Washingtonians overwhelming rejected a proposed carbon tax via Initiative 1631 during Tuesday’s election – by a 56-44 percent margin.
Despite numerous failed efforts to enact a carbon price scheme twice by voter initiative, by Governor Jay Inslee through executive orders and by the state legislature during this year’s session, the issue may not yet be settled. The makeup of the legislature for the 2019 session could determine whether resurrected carbon tax bills or new proposals will receive the necessary support.
In a statement, NO on 1631 Spokesperson Dana Bieber called the outcome “a clear victory for working families, consumers, small businesses and family farmers across our state – as well as for our environment. Washington voters have soundly defeated this costly, unfair and ineffective energy tax.”
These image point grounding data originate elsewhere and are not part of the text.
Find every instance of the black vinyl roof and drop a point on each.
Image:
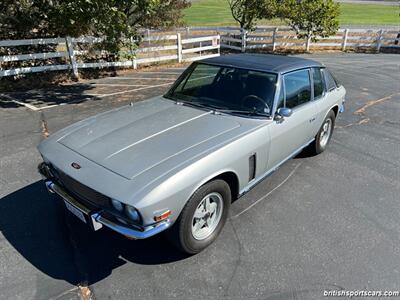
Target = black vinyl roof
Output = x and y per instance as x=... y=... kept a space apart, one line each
x=263 y=62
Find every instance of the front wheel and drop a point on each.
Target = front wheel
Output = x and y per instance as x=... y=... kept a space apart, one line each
x=202 y=218
x=324 y=134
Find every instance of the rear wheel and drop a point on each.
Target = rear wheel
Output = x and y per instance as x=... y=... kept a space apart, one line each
x=324 y=134
x=202 y=218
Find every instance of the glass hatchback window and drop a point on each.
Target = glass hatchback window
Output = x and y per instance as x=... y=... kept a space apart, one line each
x=226 y=88
x=329 y=80
x=318 y=82
x=297 y=88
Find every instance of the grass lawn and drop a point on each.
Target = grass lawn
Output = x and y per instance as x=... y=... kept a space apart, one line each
x=216 y=12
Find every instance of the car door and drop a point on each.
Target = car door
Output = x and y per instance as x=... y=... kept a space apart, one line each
x=289 y=134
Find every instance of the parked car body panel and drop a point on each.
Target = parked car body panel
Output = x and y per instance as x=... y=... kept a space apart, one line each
x=155 y=154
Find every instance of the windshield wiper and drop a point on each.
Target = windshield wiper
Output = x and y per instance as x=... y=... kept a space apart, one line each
x=200 y=104
x=244 y=112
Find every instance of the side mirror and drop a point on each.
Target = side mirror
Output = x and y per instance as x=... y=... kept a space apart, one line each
x=283 y=112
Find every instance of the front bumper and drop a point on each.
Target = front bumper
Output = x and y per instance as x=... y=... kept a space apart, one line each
x=97 y=218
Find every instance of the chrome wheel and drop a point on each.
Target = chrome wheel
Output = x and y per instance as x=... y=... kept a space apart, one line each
x=207 y=216
x=326 y=132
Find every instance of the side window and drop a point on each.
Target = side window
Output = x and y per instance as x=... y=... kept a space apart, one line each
x=329 y=80
x=202 y=75
x=298 y=88
x=318 y=82
x=281 y=99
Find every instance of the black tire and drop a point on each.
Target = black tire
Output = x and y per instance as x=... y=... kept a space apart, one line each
x=181 y=232
x=317 y=146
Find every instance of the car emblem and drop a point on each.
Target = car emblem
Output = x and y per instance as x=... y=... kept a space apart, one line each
x=76 y=166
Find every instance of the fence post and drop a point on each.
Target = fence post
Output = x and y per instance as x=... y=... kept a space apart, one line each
x=70 y=49
x=274 y=37
x=179 y=44
x=308 y=42
x=379 y=40
x=344 y=42
x=148 y=37
x=244 y=37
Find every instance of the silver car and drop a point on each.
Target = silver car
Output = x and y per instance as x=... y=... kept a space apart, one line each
x=175 y=163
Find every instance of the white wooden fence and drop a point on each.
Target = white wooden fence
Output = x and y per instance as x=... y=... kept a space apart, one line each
x=183 y=46
x=285 y=38
x=155 y=48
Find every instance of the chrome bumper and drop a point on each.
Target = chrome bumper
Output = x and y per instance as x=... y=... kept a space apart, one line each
x=98 y=220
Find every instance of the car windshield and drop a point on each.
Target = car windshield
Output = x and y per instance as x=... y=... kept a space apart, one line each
x=226 y=89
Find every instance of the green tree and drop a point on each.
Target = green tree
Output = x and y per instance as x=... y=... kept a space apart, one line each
x=114 y=19
x=311 y=18
x=247 y=12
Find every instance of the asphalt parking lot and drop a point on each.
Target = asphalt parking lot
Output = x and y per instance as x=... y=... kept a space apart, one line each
x=319 y=223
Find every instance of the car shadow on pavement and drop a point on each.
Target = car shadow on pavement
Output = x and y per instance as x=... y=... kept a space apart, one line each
x=36 y=224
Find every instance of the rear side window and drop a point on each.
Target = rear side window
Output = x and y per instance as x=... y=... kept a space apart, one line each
x=329 y=80
x=297 y=88
x=318 y=82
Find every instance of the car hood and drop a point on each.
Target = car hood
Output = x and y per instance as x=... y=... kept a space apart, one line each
x=136 y=138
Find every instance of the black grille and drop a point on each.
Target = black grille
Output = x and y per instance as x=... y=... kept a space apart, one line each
x=91 y=197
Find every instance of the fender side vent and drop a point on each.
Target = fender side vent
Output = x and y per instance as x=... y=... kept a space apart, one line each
x=252 y=167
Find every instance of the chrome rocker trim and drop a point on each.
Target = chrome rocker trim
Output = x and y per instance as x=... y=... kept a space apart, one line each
x=99 y=220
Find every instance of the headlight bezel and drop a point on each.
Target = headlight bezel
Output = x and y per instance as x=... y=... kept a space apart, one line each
x=132 y=213
x=117 y=205
x=126 y=211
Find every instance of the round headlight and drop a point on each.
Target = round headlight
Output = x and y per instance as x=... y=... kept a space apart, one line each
x=117 y=205
x=132 y=213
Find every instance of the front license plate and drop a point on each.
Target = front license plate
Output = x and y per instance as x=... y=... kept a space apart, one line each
x=75 y=211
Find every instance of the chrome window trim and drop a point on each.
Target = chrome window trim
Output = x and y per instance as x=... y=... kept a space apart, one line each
x=284 y=88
However, Washington Policy Center Environmental Director Todd Myers told Lens the wide defeat margin puts state lawmakers who favor a carbon tax bill in a bind.
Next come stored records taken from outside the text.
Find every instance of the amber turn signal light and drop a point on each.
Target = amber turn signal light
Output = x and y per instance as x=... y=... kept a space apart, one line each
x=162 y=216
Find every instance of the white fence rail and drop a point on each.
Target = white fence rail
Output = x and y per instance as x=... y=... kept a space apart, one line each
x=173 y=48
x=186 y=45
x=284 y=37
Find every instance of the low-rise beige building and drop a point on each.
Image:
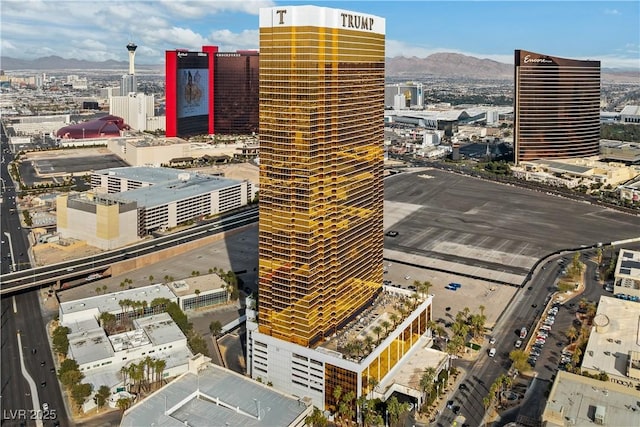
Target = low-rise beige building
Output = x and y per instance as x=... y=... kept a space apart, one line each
x=575 y=400
x=573 y=172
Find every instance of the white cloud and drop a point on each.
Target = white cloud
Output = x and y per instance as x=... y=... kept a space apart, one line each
x=398 y=48
x=198 y=9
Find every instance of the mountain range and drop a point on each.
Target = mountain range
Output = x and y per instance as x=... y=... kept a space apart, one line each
x=439 y=65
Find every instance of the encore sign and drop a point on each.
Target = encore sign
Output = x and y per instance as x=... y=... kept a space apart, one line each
x=348 y=20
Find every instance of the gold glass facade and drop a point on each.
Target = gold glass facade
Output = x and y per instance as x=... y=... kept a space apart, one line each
x=390 y=356
x=336 y=376
x=321 y=189
x=557 y=107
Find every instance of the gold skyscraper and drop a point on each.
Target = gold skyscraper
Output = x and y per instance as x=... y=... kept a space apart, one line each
x=321 y=166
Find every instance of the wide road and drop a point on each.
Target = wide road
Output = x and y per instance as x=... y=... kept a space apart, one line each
x=80 y=268
x=482 y=372
x=26 y=319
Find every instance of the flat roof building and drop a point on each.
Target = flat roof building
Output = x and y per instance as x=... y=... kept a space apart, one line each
x=576 y=400
x=211 y=395
x=113 y=220
x=614 y=342
x=556 y=107
x=627 y=274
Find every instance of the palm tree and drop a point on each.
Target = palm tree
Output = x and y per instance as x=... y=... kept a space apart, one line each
x=123 y=404
x=426 y=381
x=368 y=343
x=432 y=326
x=426 y=286
x=386 y=325
x=316 y=419
x=377 y=330
x=337 y=393
x=394 y=319
x=349 y=348
x=372 y=382
x=358 y=346
x=124 y=371
x=161 y=364
x=575 y=357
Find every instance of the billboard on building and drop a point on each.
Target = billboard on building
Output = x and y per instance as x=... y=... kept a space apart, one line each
x=193 y=95
x=188 y=93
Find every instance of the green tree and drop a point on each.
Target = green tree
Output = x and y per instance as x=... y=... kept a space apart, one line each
x=316 y=419
x=102 y=395
x=123 y=404
x=70 y=379
x=80 y=392
x=426 y=382
x=108 y=321
x=377 y=330
x=198 y=344
x=395 y=409
x=61 y=340
x=519 y=359
x=215 y=327
x=197 y=292
x=68 y=365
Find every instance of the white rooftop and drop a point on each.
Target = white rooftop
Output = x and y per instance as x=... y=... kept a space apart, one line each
x=110 y=302
x=160 y=328
x=145 y=174
x=171 y=191
x=628 y=268
x=129 y=340
x=631 y=110
x=574 y=400
x=617 y=334
x=215 y=396
x=110 y=374
x=89 y=346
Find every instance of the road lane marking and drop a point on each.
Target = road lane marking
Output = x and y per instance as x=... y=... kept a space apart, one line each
x=32 y=383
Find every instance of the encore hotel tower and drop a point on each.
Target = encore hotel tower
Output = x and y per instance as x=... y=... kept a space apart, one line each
x=321 y=165
x=557 y=107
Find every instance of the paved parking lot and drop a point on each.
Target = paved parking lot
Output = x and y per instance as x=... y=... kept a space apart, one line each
x=471 y=222
x=39 y=166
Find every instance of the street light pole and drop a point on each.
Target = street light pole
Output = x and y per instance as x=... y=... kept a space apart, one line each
x=13 y=258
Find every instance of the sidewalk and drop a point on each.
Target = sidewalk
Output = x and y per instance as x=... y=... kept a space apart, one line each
x=439 y=405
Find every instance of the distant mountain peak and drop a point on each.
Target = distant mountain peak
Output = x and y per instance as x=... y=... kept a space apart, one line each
x=447 y=64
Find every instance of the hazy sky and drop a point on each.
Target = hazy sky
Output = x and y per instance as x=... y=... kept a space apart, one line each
x=98 y=30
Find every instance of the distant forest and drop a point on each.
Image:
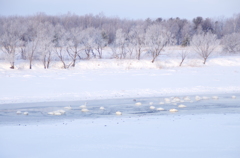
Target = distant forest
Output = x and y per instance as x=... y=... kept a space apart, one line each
x=73 y=37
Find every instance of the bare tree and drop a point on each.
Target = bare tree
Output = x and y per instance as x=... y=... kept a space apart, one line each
x=73 y=44
x=99 y=41
x=60 y=44
x=138 y=40
x=121 y=41
x=231 y=43
x=204 y=44
x=157 y=37
x=46 y=36
x=10 y=39
x=183 y=54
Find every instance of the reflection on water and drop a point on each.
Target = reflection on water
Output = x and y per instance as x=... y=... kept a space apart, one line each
x=38 y=112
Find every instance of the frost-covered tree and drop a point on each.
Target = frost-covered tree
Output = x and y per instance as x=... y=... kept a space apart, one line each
x=74 y=43
x=121 y=42
x=231 y=43
x=60 y=45
x=138 y=40
x=10 y=39
x=183 y=55
x=46 y=38
x=99 y=41
x=204 y=44
x=157 y=37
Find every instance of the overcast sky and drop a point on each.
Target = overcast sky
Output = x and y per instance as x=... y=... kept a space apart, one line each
x=130 y=9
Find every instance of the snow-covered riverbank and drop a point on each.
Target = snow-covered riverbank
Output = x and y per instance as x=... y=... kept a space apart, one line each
x=182 y=136
x=110 y=79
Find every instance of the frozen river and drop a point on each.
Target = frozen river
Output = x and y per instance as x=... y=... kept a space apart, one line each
x=38 y=112
x=205 y=128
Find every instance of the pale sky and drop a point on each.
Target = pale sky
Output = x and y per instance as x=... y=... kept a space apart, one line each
x=130 y=9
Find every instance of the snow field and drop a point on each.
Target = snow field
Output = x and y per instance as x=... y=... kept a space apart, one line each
x=108 y=79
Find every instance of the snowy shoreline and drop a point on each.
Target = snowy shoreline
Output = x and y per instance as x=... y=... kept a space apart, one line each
x=113 y=79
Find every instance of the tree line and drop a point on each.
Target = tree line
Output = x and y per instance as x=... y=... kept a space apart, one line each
x=71 y=37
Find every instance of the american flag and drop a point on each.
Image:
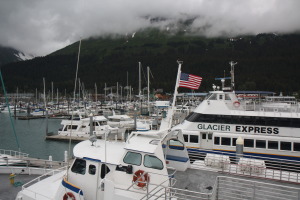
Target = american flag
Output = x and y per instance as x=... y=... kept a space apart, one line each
x=190 y=81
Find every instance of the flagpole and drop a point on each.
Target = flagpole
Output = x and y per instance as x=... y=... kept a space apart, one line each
x=166 y=123
x=175 y=93
x=177 y=83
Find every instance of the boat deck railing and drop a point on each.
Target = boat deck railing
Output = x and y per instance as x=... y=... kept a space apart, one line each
x=16 y=154
x=268 y=107
x=38 y=179
x=225 y=187
x=165 y=190
x=247 y=165
x=237 y=188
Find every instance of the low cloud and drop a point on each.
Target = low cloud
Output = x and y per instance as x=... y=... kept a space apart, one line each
x=40 y=27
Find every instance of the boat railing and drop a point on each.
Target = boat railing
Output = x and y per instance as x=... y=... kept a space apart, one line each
x=237 y=188
x=38 y=179
x=267 y=107
x=247 y=165
x=165 y=190
x=16 y=154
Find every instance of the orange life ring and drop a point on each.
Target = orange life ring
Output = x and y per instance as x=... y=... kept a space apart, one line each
x=69 y=196
x=141 y=178
x=236 y=104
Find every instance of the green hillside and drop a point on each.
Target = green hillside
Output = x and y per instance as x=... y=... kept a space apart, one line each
x=265 y=62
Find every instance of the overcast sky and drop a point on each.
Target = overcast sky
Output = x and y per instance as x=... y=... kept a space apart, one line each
x=40 y=27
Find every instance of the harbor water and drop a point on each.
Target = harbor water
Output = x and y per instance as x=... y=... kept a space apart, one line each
x=31 y=137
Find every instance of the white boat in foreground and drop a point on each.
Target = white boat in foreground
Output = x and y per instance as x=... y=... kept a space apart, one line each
x=116 y=170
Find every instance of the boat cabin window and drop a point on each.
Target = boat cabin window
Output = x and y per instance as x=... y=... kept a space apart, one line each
x=194 y=139
x=103 y=123
x=153 y=162
x=213 y=97
x=79 y=166
x=248 y=143
x=260 y=144
x=272 y=144
x=208 y=96
x=296 y=146
x=95 y=124
x=104 y=170
x=209 y=136
x=234 y=141
x=285 y=146
x=217 y=140
x=226 y=141
x=186 y=137
x=73 y=127
x=133 y=158
x=114 y=120
x=175 y=144
x=92 y=169
x=227 y=97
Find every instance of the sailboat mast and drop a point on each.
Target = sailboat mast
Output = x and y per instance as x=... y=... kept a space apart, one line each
x=140 y=80
x=148 y=87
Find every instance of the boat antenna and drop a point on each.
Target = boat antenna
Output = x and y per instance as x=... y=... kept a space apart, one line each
x=76 y=75
x=232 y=63
x=7 y=104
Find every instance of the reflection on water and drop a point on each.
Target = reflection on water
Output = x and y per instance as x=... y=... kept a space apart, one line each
x=31 y=136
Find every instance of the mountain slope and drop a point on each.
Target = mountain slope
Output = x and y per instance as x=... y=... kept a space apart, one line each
x=8 y=55
x=265 y=62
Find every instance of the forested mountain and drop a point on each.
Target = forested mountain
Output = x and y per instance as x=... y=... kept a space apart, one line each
x=8 y=55
x=265 y=62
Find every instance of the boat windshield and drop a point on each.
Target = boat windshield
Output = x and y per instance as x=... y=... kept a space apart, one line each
x=153 y=162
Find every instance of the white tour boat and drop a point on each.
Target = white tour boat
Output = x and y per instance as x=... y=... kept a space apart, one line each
x=221 y=118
“It’s a pretty clear indication that people don’t want a carbon tax, revenue neutral or not,” he said. “If it (loss margin) gets worse, then it really becomes a hard sell for freshman legislators to say ‘My district just voted this down, but I’m going to vote for it’.”
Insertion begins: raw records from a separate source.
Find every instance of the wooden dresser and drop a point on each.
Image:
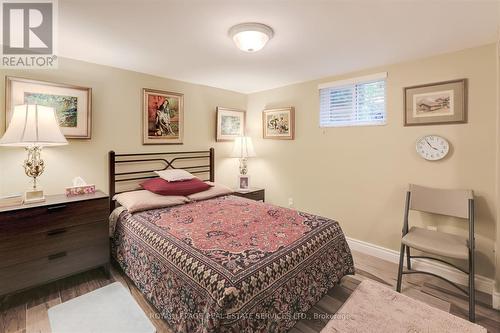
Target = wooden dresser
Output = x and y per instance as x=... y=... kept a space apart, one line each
x=257 y=194
x=46 y=241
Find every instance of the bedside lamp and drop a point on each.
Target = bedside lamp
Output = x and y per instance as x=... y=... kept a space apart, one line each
x=33 y=127
x=242 y=149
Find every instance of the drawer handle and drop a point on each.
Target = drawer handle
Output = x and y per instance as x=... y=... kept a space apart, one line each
x=58 y=255
x=56 y=208
x=56 y=232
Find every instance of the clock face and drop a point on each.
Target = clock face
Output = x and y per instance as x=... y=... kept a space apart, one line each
x=432 y=147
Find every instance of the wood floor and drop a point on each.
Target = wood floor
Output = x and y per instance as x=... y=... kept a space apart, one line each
x=27 y=312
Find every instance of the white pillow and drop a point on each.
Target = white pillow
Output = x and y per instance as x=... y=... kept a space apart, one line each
x=216 y=190
x=136 y=201
x=174 y=175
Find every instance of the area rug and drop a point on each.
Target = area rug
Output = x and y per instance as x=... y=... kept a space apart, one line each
x=374 y=308
x=105 y=310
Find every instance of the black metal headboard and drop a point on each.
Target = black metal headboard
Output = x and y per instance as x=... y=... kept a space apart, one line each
x=130 y=168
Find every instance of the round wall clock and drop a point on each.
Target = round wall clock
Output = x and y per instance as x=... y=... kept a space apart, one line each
x=432 y=147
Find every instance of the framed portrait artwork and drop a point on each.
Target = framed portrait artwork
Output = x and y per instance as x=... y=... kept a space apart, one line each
x=244 y=182
x=436 y=103
x=230 y=124
x=279 y=123
x=162 y=117
x=73 y=104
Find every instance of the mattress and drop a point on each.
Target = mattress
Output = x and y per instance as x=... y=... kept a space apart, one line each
x=230 y=264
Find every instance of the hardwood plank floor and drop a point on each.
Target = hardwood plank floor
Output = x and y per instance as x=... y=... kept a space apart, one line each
x=27 y=312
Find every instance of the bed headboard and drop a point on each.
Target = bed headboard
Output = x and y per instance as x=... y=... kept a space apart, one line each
x=126 y=171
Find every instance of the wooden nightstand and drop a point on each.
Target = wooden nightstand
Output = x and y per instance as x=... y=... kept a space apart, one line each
x=46 y=241
x=256 y=194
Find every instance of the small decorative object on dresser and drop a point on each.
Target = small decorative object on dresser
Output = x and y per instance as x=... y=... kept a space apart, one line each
x=80 y=187
x=279 y=123
x=243 y=149
x=162 y=117
x=257 y=194
x=436 y=103
x=72 y=104
x=244 y=183
x=230 y=124
x=33 y=127
x=47 y=241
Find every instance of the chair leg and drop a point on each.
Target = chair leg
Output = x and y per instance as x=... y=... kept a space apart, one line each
x=408 y=260
x=400 y=269
x=472 y=290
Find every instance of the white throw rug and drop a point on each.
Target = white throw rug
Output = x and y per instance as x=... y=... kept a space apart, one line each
x=106 y=310
x=374 y=308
He added that if the legislature did manage to pass a carbon tax, it would trigger either a referendum or voter initiative. “Then they get to fight this all again next year. There may be legislators who vote for new renewable (energy) requirements and call it good. Whether they can get a majority for that and a new carbon tax, we’ll see. I think that’s a hard sell.”
If passed, the initiative would have imposed a $15 per ton tax on certain emitters and created an oversight board composed primarily of governor-appointees to manage how the revenue would be spent. The initiative was backed by the environmental community, but opposed by private labor unions, truckers, several public utility districts and the Association of Washington Business.
University of Washington Professor of Atmospheric Sciences Cliff Mass wrote in a blog post prior to the Tuesday vote that if the initiative failed, the “Yes on 1631/Alliance group will bear a very heavy responsibility,” including the “waste of nearly 50 million dollars for the two campaigns (I-1631 and I-732). If it fails, perhaps a message will finally be clearly delivered: only a rational, bipartisan approach has a chance of moving forward.”
It’s an approach Bieber says some members of No on I-1631 favor. “Many members of our coalition have worked and will continue with the legislature to address climate change. That was one of the reasons we needed to defeat I-1631,” because it would have “blocked the path to a meaningful environmental policy.”
Carbon Washington Executive Director Kyle Murphy wrote in a statement that “opponents argued a better proposal was needed. The opponents must now stand by their word in calling for a better proposal. We invite supporters and opponents of 1631 to join us in working on proposals that reduce carbon and promise a prosperous, healthy future.”
The idea for carbon pricing got a big push when in 2015 Inslee ordered the state Department of Ecology to create a carbon cap rule. However, the rule approved by Ecology was later struck down in court as unconstitutional. In 2016, a coalition proposed a revenue-neutral carbon tax via I-732, which was rejected by voters, 59-47 percent.
During the 2015 and 2017 session, Inslee proposed legislation creating a carbon tax, but it failed to clear the House chamber. In this year’s session, SB 6203 introduced at Inslee’s behest managed to clear key committees but failed to receive a vote by the Senate.
Aside from criticism of how the money would be managed and spent, the vote may have also reflected growing tax fatigue among Washingtonians who voted by a similar margin to ban local income taxes on certain foods and drinks via Initiative 1634. All but two counties, King and Jefferson, voted against it. In an advisory vote on SB 6269, Washingtonians voted to repeal the legislation, which levies a tax on oil and petroleum products received through a pipeline.
Washington Trucking Associations Executive Vice President Sheri Call described the vote outcome on I-1631 as a “moment of jubilation for sure for the trucking industry. In my mind, speaking of regressive taxes in the state of Washington, it’s a very regressive tax.”
Call says she expects new proposals to pop up during next year’s session. “That’s the work we’ll have cut out for us to try and inform legislators what we foresee happening: increased costs of shipping. It’s just going to get passed down along the line to consumer. Hopefully they’ll be sensitive to that. It impacts everything you buy.”
She added: “We’re on the cusp of a lot of innovation for power tools for the industry, so to speak. If we can allow that to play out and incentive the industry to look to alternatives, that’s a better scenario than being stuck with carbon tax that doesn’t nothing for us.”